Reduce- Making existing tech more efficient: Recent research published by Nicholas Stern, and Montek Ahluwalia concluded that 75% of the emissions reduction in India-(the third largest emitter of GHG) is possible from efficient city planning, efficient buildings, and efficient industrial technologies alone. Modeling done by other nonprofits and governments has arrived at a similar scale of numbers for energy efficiency around the world. This is clearly a low-hanging fruit with the shortest NPV and highest ROI for all the players involved in capturing value. This space also has seen home runs such as EnerNOC, and Opower, however, surprisingly hasn’t seen the same level of investments and innovations. Breakthrough ventures recently funded 75F.
Sequester- Generating carbon sinks: This sector is at an inflection point now. For years, carbon capture and storage have tried to disrupt this space and make inroads by working with Oil & Gas companies, Chemical companies for a decade. A handful of them survived- such as Carbon Clean Solutions started by my friend-Anirudha Sharma. Suddenly, the revival of interest in forestry and agriculture emissions has reinvigorated this space and we are seeing a rush of start-up and investment activity with players such as Nori, IndigoAg, Pachama. One estimate says that soils today hold 1% organic carbon which if increased to the earlier levels of 3% could help sequester one-third to half of the current GHG emissions however, the jury is still out on this claim without a lack of long-term data. Theoretically, soil-based carbon sequestration could enable the transition to a net-zero emissions world, however, without any global acceptable standards of quantifying sequestration, I will be cautiously optimistic of the initial buzz around this space.

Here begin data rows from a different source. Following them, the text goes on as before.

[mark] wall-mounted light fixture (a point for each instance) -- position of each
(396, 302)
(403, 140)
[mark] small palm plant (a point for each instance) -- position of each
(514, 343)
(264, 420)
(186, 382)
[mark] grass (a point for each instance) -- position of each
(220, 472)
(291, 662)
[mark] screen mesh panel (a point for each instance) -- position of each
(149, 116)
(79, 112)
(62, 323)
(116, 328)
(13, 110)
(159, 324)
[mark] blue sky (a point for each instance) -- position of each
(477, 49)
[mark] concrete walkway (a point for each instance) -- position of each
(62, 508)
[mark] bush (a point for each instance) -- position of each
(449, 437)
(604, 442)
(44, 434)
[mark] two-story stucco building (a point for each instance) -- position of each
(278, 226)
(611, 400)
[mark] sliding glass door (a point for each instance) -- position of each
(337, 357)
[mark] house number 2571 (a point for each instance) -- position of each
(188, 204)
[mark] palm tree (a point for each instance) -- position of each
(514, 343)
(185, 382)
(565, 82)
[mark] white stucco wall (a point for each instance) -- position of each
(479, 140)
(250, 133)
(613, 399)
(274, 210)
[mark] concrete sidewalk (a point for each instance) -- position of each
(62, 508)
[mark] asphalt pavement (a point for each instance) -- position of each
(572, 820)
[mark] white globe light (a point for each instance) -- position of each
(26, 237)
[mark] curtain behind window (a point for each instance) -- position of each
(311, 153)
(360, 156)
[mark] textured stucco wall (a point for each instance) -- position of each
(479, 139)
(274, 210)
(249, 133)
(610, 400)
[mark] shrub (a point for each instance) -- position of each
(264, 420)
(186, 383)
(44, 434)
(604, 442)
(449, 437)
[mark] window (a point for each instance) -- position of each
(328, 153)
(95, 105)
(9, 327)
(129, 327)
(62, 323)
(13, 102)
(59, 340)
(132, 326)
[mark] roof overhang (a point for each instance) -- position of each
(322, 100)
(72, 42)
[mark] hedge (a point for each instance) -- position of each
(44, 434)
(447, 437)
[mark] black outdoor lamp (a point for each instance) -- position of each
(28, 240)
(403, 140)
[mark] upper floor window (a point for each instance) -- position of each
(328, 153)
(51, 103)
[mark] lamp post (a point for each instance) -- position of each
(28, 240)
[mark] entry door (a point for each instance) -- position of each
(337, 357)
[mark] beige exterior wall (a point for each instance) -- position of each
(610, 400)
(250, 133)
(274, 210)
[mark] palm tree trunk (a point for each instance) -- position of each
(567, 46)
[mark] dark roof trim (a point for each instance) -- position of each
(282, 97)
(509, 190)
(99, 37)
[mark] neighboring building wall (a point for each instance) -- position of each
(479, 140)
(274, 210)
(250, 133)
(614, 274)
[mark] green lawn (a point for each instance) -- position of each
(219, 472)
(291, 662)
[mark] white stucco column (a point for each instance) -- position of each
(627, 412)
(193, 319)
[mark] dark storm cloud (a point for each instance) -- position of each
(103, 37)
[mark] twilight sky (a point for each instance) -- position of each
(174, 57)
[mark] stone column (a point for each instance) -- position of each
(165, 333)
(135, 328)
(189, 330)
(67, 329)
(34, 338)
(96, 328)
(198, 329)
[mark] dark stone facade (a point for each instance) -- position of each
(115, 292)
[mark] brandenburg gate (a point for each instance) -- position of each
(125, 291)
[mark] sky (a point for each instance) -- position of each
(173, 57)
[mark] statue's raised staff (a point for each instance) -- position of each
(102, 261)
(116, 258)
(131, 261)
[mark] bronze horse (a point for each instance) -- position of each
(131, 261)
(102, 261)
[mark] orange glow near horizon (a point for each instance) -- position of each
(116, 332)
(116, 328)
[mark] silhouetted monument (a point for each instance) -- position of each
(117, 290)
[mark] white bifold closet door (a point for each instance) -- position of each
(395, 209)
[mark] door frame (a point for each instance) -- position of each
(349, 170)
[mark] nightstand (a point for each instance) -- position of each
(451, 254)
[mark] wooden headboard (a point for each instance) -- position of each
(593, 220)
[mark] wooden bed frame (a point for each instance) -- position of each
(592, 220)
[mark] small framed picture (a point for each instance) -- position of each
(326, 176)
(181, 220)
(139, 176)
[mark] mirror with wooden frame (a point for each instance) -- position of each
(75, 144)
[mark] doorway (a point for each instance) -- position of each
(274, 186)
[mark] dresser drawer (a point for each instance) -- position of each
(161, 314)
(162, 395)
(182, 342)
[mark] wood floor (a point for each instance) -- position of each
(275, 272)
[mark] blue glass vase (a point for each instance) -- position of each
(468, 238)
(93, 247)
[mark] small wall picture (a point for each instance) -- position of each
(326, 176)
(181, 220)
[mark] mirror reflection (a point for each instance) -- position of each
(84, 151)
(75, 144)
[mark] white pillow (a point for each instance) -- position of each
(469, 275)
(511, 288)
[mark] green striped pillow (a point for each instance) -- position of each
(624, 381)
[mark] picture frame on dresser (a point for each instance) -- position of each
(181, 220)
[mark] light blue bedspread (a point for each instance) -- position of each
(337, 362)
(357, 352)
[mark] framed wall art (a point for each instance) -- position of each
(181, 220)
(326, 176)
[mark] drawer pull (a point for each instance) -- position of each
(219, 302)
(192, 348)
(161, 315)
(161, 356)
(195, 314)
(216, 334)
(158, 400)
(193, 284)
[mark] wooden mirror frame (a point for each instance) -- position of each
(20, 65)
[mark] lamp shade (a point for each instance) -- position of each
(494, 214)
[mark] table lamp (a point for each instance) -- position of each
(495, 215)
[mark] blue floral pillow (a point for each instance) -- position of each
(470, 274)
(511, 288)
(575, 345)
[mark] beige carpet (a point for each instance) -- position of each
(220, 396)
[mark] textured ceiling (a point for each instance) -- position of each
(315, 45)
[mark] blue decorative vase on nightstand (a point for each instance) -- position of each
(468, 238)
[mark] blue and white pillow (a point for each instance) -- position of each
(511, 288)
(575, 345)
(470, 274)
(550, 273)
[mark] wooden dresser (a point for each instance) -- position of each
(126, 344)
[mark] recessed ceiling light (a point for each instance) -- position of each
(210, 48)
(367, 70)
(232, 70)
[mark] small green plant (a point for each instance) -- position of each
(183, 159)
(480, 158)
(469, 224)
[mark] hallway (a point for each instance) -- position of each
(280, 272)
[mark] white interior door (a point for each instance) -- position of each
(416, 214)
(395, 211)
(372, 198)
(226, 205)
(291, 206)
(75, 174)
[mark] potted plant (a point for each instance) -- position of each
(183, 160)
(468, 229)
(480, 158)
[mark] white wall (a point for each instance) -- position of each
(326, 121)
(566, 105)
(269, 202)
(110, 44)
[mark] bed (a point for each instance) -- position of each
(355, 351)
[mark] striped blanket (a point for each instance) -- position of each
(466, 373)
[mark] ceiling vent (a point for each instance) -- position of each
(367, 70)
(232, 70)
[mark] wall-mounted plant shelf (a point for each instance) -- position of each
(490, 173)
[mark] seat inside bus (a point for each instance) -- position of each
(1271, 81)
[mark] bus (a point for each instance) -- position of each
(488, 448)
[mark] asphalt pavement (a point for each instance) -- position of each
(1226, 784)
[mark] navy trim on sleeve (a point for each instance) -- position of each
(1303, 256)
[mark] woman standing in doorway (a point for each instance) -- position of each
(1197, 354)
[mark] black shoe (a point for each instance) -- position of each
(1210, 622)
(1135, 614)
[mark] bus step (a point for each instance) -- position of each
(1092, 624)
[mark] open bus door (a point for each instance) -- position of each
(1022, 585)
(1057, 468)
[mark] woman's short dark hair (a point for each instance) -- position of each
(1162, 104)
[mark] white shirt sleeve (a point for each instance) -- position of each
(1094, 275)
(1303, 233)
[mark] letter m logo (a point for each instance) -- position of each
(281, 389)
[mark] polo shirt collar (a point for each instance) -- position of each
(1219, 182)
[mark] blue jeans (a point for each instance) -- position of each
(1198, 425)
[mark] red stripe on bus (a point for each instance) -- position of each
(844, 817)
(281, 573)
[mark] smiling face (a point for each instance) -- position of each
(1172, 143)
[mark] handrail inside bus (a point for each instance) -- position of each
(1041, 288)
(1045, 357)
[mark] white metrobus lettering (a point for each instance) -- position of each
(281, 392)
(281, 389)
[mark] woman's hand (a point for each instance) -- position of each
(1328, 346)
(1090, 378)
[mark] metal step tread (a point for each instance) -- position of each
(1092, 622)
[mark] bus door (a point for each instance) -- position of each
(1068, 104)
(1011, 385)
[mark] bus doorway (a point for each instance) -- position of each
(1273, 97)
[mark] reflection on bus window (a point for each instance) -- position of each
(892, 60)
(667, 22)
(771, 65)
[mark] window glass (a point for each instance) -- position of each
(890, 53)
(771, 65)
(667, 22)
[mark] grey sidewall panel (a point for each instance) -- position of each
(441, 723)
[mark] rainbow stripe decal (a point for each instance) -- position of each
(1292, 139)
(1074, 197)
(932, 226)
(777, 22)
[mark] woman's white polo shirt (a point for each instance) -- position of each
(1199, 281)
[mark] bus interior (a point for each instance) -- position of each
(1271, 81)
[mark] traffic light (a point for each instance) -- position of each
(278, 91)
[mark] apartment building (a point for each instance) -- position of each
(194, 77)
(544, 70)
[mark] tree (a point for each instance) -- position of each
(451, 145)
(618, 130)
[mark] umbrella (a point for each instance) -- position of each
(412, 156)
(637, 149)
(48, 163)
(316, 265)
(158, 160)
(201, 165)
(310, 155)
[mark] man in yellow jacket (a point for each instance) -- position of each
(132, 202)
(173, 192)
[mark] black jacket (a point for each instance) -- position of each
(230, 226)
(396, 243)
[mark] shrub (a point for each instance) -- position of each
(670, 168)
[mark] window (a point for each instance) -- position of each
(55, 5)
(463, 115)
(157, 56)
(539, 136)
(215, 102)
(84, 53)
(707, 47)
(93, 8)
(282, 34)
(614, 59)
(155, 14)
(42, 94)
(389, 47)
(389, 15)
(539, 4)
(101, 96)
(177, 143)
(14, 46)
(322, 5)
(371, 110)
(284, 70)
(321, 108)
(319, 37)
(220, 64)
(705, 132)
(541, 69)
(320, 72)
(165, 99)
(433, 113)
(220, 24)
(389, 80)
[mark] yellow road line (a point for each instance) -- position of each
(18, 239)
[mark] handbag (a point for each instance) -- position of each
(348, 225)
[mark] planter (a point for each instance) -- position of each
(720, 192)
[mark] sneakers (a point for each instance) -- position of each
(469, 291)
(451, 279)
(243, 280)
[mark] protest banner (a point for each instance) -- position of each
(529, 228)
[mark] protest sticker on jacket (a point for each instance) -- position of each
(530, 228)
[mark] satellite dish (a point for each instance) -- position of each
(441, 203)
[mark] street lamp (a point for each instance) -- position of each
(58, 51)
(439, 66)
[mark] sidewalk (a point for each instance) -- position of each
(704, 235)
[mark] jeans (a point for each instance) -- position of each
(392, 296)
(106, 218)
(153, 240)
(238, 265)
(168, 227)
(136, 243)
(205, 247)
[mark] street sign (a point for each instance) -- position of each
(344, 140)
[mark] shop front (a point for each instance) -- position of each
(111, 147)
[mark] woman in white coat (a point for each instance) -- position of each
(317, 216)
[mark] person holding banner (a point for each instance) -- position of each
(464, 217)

Adaptation tech: Last three years alone, climate-related disasters cost the world close to $650 Billion. This figure doesn’t include the impact due to slowly changing weather variability that impacts the production of food and fiber. As an example, weather variability causes annual losses of more than $0.5 billion/year in the U.S Corn belt- this doesn’t include the economic costs of extreme disasters. The adaptation pathway for any industry will consist of three steps- changing infrastructure/design to reduce long term risk, respond better to the changing weather variability and transfer the rest of the risk to the new class of climate insurance and financing products. It’s unfair to describe each of those strategies in a few lines but I will demonstrate using a specific example of the buildings sector
Reduce-Enabling Infrastructure Changes: This will entail designing new material for infrastructure as well as changing engineering designs- for roads, bridges, buildings, and farm infrastructure that can withstand new intensity and frequency of extremes every year. Resilience to extreme wind speeds from category 4–5 hurricanes on the coastal infrastructure on the Atlantic coast of the U.S is one such example. The State of New Jersey has already rolled out regulations mandating building codes to comply with the new climate normal. This is quite an unmet need in the industry and has not seen many start-ups in this space. Even if there are a few climate prediction start-ups-hardly any of them go into integrating those predictions for producing actionable insights. Most of the government centers such as Environment Canada have done the majority of the work in this space.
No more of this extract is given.